Many indie game projects start out as fun side pursuits among a small group of friends. Often at the start there is an idea, a concept, some talent, and motivation. A lot of projects, along the way, fall short in one or more of those areas -- the idea isn't as cool as it first sounded; the concept doesn't work as well as expected; the talent to achieve the goal is lacking; or some folks just lose their motivation and the project fizzles out.
If things work out and you have a reasonably good mix of those elements, you reach something of a milestone: that point when you're convinced that you can really do it. With Vespers, that occurred sometime after the first year or so of development.
That milestone is usually followed by a period of laboring away at the many tasks and details of the game. Coding, modeling, animating, testing, squashing bugs, coming up with solutions and workarounds to various problems that arise. Slowly and steadily plodding away at all of the different chores. If things continue to work out, you soon come to another understanding: Not only can you do it, but you really are doing it. But with that awareness comes a realization: if you're truly intent on finishing the job, you're gonna have to start getting serious about the business side of things.
Therein lies the next milestone: you're committed enough and far enough along to take the first steps toward creating a business entity.
It's seems a little silly to me when I think about forming a company, maybe even a little conceited. I mean, really, the truth for most small indie games is that they won't sell more than a few hundred copies at most. Do you really need to spend time and money forming a company for that? And without a long-term plan for additional games beyond this one, doesn't that seem a bit excessive?
The answer, actually, is that it does make a lot of sense. Even for a group as small as ours, even for a single game, and even at this (relatively) early stage of development.
Our situation is not unlike that of many small indie groups, and one person with a lot of experience with these groups is Tom Buscaglia, an attorney from Washington known as "The Game Attorney". Over the years, he's developed a certain expertise in the legal side of indie game companies, and he's done a lot to help small groups take the necessary steps to make sure everything they do is in order and legit.
Often, small hobbyist groups like ours make enough progress on their projects to reach a point where they can put a demo together to show interested parties, like a publisher. But as Tom has said, these scenarios are usually full of potential problems that could make it impossible to get the game to the public. Questions raised include things like:
- What legal entity will interested parties deal with?
- Who on the team gets what if the team succeeds?
- Who owns the assets in the game?
- Are there any problems with the assets that would prevent the game from being taken to market?
As Tom says:
"To a publisher (or a lawyer or businessman) how you address these basic questions at the beginning of your project reflects on whether this team is "together" enough to come through with the finished product. The failure to have dealt with the more mundane legal issues of forming a company, deciding shares first and securing Intellectual Property rights to the game assets may be just a lack of business experience. But to business heads like publishers there will be little sympathy."

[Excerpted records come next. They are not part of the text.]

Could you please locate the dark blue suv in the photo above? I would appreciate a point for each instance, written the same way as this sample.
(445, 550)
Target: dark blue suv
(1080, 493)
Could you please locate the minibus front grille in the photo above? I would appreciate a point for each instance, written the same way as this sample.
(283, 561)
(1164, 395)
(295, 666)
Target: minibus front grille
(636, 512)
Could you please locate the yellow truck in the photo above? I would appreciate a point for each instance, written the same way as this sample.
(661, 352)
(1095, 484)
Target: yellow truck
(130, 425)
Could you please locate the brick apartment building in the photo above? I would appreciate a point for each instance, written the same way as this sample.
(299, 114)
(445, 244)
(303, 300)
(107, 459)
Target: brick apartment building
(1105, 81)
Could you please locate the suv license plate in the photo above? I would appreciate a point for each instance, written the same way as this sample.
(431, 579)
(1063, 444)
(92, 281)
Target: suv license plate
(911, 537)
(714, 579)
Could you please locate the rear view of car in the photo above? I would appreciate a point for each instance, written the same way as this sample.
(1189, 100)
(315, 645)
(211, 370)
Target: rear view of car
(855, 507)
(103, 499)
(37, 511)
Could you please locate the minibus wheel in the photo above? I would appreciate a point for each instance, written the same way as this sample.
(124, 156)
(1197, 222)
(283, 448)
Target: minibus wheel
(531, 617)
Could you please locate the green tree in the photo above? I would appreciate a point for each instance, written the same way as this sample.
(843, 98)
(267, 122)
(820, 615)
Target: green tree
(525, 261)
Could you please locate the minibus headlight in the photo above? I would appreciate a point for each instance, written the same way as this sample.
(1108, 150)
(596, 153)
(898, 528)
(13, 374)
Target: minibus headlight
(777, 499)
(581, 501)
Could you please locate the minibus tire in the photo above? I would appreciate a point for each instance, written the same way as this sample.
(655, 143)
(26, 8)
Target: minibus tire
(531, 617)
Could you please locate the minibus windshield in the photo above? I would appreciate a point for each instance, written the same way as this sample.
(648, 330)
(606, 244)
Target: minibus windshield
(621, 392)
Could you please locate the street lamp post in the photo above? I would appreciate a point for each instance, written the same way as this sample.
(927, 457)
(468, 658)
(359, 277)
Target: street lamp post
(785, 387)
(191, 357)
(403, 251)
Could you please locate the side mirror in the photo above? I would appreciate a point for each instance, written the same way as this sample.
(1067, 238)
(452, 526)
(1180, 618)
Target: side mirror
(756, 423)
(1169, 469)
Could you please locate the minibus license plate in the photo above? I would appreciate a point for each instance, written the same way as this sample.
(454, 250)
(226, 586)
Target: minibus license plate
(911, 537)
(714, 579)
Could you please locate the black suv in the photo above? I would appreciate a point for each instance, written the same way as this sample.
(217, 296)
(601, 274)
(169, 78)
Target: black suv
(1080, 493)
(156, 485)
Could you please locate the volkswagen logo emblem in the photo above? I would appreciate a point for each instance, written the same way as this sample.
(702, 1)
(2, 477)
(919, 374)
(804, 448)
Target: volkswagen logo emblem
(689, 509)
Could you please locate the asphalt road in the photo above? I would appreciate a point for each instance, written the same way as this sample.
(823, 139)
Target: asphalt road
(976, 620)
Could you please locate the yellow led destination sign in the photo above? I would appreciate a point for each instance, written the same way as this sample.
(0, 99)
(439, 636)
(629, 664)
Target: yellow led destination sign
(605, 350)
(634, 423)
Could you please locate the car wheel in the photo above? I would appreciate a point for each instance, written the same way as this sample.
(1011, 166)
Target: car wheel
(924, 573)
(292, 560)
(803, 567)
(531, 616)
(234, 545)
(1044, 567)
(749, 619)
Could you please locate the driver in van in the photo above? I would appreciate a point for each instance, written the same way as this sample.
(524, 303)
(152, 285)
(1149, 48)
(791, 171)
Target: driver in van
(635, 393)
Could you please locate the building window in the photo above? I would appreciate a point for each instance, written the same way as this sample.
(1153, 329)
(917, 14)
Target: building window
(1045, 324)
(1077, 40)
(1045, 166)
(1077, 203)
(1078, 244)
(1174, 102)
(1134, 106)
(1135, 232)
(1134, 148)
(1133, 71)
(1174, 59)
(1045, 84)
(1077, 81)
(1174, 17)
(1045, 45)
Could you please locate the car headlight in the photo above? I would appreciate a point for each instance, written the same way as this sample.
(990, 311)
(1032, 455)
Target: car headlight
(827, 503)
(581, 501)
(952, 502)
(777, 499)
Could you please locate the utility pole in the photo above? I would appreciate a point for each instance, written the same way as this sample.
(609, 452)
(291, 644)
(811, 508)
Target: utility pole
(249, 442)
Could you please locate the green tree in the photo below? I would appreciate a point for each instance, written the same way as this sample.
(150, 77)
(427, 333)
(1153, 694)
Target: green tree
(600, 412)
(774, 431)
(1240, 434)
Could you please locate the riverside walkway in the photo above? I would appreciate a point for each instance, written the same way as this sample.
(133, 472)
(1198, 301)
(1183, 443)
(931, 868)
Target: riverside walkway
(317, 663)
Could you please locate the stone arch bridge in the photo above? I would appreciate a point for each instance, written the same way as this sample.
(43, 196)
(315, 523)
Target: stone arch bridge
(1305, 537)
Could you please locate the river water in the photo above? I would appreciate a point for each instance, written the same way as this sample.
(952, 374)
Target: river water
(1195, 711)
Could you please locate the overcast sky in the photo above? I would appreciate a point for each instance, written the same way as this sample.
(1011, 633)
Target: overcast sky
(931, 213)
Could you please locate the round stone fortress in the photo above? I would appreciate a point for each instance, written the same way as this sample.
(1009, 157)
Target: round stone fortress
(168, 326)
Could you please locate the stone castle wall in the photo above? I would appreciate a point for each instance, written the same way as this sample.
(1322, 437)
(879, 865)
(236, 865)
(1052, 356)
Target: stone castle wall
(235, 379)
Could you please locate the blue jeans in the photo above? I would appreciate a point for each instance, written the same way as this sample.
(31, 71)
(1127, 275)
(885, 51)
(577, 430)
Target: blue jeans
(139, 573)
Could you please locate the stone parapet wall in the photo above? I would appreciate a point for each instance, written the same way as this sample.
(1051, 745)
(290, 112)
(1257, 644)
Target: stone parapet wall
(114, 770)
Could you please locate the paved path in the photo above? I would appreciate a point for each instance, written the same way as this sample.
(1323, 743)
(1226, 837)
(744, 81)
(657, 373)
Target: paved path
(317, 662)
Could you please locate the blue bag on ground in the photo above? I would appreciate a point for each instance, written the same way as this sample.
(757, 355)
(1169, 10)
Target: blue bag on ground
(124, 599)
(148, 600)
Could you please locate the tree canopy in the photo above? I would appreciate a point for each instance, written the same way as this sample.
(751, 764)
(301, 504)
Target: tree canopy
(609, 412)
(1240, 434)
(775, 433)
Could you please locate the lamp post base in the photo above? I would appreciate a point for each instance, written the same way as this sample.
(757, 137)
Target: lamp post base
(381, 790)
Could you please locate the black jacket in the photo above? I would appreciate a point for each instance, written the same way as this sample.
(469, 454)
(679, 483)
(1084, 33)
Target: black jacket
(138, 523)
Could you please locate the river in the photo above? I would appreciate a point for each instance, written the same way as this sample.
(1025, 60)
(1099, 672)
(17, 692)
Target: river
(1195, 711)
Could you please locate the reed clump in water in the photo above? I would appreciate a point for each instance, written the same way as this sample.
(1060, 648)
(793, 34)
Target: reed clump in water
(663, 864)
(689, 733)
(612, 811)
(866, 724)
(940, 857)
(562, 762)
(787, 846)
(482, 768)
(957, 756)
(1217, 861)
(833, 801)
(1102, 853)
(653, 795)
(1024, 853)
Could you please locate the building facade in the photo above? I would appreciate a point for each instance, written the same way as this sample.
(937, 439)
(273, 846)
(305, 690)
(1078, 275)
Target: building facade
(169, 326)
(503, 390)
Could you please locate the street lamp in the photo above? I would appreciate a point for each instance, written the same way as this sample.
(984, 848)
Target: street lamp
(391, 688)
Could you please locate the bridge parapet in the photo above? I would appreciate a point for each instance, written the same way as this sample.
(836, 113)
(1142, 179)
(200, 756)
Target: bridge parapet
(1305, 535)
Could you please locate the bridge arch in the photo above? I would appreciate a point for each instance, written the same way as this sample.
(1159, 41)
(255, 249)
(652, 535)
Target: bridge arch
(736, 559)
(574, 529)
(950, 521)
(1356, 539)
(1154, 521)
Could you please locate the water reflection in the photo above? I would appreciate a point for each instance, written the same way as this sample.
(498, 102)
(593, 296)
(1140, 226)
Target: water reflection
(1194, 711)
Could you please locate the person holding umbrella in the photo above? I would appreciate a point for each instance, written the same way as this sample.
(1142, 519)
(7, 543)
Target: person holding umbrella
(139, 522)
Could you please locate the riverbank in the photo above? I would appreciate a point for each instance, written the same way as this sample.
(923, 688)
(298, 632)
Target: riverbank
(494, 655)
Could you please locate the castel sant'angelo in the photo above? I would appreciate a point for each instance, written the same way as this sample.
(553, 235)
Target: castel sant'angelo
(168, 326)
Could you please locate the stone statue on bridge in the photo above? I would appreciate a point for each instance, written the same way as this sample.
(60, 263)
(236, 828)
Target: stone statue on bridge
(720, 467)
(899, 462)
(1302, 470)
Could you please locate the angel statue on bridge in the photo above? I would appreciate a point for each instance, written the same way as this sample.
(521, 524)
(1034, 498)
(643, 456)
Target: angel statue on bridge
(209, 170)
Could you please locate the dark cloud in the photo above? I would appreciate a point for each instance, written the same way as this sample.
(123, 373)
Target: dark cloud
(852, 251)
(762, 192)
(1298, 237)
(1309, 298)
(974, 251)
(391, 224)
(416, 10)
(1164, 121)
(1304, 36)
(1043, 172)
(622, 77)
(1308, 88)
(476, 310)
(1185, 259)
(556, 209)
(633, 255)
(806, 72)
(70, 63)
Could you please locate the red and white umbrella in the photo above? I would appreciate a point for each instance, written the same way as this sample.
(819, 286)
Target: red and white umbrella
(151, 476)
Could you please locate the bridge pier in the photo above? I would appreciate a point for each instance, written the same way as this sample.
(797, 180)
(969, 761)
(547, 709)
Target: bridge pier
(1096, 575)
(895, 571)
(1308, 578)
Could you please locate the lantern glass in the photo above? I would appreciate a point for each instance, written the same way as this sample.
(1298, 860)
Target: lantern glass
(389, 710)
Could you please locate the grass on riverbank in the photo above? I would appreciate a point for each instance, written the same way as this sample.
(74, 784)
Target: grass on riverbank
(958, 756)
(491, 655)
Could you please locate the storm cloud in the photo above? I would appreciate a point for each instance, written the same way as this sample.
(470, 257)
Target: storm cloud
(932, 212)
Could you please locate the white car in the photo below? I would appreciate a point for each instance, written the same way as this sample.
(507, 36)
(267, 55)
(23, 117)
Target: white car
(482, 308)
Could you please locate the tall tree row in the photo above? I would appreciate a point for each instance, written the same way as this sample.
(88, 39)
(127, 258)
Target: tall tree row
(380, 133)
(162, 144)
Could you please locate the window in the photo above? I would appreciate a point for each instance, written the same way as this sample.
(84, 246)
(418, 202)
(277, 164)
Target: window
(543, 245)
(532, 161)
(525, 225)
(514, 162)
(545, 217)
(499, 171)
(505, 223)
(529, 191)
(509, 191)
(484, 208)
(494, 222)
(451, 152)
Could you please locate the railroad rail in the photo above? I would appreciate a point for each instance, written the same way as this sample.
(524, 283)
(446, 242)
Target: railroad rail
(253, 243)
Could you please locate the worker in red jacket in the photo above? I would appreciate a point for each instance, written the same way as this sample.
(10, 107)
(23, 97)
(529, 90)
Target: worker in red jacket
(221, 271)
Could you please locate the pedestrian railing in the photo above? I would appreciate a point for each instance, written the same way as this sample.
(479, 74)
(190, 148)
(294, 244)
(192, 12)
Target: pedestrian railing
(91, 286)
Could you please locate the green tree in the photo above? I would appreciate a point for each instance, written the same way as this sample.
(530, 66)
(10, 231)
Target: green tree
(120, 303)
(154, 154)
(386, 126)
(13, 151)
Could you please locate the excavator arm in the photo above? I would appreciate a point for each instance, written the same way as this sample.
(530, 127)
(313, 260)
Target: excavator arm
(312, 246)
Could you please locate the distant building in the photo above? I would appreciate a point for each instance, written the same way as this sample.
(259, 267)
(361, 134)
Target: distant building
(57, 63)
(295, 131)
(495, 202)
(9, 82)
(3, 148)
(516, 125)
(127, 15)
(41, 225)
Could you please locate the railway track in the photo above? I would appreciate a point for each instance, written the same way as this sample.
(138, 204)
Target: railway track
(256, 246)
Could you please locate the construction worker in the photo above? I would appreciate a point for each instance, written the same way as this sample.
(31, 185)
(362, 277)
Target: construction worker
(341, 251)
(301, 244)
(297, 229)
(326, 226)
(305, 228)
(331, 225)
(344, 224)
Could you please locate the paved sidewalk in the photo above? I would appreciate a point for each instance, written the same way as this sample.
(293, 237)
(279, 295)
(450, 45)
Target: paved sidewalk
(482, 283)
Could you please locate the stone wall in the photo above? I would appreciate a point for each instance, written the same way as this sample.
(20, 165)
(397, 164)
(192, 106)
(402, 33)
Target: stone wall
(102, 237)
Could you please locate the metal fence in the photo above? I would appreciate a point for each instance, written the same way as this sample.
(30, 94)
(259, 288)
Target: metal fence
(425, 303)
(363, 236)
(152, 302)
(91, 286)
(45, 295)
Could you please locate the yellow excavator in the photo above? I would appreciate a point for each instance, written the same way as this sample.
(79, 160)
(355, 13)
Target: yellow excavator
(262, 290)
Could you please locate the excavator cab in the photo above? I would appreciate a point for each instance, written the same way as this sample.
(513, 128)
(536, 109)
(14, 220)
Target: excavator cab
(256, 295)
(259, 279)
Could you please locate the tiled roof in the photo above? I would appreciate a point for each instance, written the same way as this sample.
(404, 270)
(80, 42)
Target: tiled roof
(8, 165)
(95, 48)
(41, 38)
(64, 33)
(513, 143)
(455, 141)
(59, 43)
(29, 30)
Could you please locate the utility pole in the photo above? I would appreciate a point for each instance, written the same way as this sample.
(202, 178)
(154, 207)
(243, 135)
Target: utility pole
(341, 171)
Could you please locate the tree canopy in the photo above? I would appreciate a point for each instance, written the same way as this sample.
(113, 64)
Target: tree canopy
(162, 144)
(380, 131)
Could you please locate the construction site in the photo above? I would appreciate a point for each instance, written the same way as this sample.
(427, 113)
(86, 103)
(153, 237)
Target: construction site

A lot of groups don't want to deal with those things -- at least, not until they have to, and by then it's usually late enough to cause big headaches. So Tom's advice, of course, is to take care of these things sooner rather than later. Granted, he's a lawyer with a bias, but it's pretty sound advice -- at least when you've reached that second milestone when you're reasonably certain you're going to have a product ready in the (relatively) near future.
Forming a company like an LLC has a number of distinct advantages, even at this point in time for our group. It defines who other companies deal with, who owns the assets, and how any royalties are split up. And even if we decide down the road that Vespers is to be released for free, it still helps to ensure that the project and all of its components are in order, and helps to define how we might proceed in the future on any additional projects.
There are also a few other reasons for doing this. For one, it's much easier (and more professional) to designate the company as the primary, central entity that deals with outside parties -- other artists or contributors, publishers, and so on. In many of these cases we would be dealing with things like NDAs and contributor agreements, and it's a lot better to specify that these agreements are with the company rather than with me personally.
Then there is also the liability issue. By forming a company like an LLC, liability becomes less of an issue for me (or anyone else associated with the company). For instance, if we release the game and later we get sued by someone for copyright infringement, then in the absence of a company then all of my assets are at risk, including my property, house, car, and so on. By forming an LLC, my personal and professional liability are separated, so none of my personal assets would be at risk as a result of some legal action against the company or one of its games.
That said, creating a company also raises more questions. To this point we haven't really considered ourselves as a "game development company" per se, only as a "Vespers development company" -- that is, is there an expectation that we will really function as a company that makes not just one, but perhaps many, games? And if so, how will the company operate? Who's in charge? Who makes decisions? Who handles different responsibilities? Are there any employees, or just partners? How are those partnerships defined?
Tough questions to answer. I'll be spending a lot of time in the upcoming months trying my best to answer them. For now, however, I'll be working on everything necessary to make Orange River Studio, LLC, a real entity.